Right now, I don't feel at all like a fashion designer. I love fashion with all my heart, but I don't feel a connection with it right now. I don't mean to be confusing, I feel myself to be an artist now, but that's been on and off. It’s a curse because it's always so up and down.
I’m sure your patrons don’t care. What is your relationship like with clients?
I end up being so in love with my patrons. It's a relationship of deep support and understanding. It's very real, as real as it gets. I would bend over backwards for them and I'll do any kind of special detail or work. It doesn't matter to me how much they're paying, and most of the time, across the board, they convince me that they want to pay me more. They always double the price—because they know the value. They're not messing around with me.

Kids Collection, 2013

You wear your own clothes a lot, too.
I mostly used to wear it just so I would know how things felt, especially because we were doing such big production numbers for each collection.

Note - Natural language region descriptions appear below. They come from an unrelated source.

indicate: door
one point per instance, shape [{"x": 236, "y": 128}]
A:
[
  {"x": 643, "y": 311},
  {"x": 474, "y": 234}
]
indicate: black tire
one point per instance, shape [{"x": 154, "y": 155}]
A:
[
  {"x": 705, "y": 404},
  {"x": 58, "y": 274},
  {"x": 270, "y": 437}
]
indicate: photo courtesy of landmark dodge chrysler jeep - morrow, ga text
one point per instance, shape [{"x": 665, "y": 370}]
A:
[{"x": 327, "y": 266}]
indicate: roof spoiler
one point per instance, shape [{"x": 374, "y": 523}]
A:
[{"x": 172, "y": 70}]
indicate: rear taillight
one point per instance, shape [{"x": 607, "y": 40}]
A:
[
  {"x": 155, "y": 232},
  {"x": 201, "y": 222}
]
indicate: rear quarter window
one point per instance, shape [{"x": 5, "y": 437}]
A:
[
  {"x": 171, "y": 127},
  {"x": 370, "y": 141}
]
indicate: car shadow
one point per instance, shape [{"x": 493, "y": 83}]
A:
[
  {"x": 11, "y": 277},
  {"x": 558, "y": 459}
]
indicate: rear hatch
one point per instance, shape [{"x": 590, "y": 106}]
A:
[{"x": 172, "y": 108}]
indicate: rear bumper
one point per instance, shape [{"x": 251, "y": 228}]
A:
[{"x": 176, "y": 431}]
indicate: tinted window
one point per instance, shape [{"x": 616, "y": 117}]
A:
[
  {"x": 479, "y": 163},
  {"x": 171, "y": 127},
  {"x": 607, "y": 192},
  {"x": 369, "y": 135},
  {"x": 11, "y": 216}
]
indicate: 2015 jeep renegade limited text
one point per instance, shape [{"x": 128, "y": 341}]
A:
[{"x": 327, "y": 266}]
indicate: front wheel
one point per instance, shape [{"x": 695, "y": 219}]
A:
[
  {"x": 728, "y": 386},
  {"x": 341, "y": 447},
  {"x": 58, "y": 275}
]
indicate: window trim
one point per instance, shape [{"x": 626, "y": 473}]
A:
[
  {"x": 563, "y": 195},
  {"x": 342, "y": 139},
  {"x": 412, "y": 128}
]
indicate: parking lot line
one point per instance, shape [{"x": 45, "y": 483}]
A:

Recently I've been really enjoying feeling what it’s like in other people's clothes and having that experience. I like all kinds of feelings of clothes. I'm not just into comfort.
How did you start making children’s clothes?
I made a ton of dolls for friends who had kids, before I ever had kids. I'm sure I made kids' clothes too. Then I made my daughter Lilac a ton of things and when she got to a certain age, she said, “Sell it, sell it.” Since I would always put Lilac in the show, I'd make some things for the show for her friends. Clients began seeing I had all these children's clothes and wanted to buy them.
Lilac likes being in the shows?
Oh yeah. When she walks on stage and sees all the people she brightens up. She wants to be in the show, she wants to help, she wants to be a part of it. Now she's become so much of a director that she wants to say how everything should be. 
So she is also a collaborator?
I swear she always adds a better touch. It's so much more courageous. We disagree a lot, but it's great to have her collaborative aspect. There's just so much she's added to pieces that have made them 1,000 times better. And it's a way we can get along.
How have you remained independent for so long?
Well, you have to roll with the punches. I know that when a recession hits luxury items are the first things people drop. But I was never afraid to starve because I grew up so poor I never had anything to lose. I was fine if I was homeless. I went two weeks without food, knowing things would come around. Through all the ups and downs I found a perfect rhythm. Where I'm at now, after so much learning and risk taking, it was all worth it.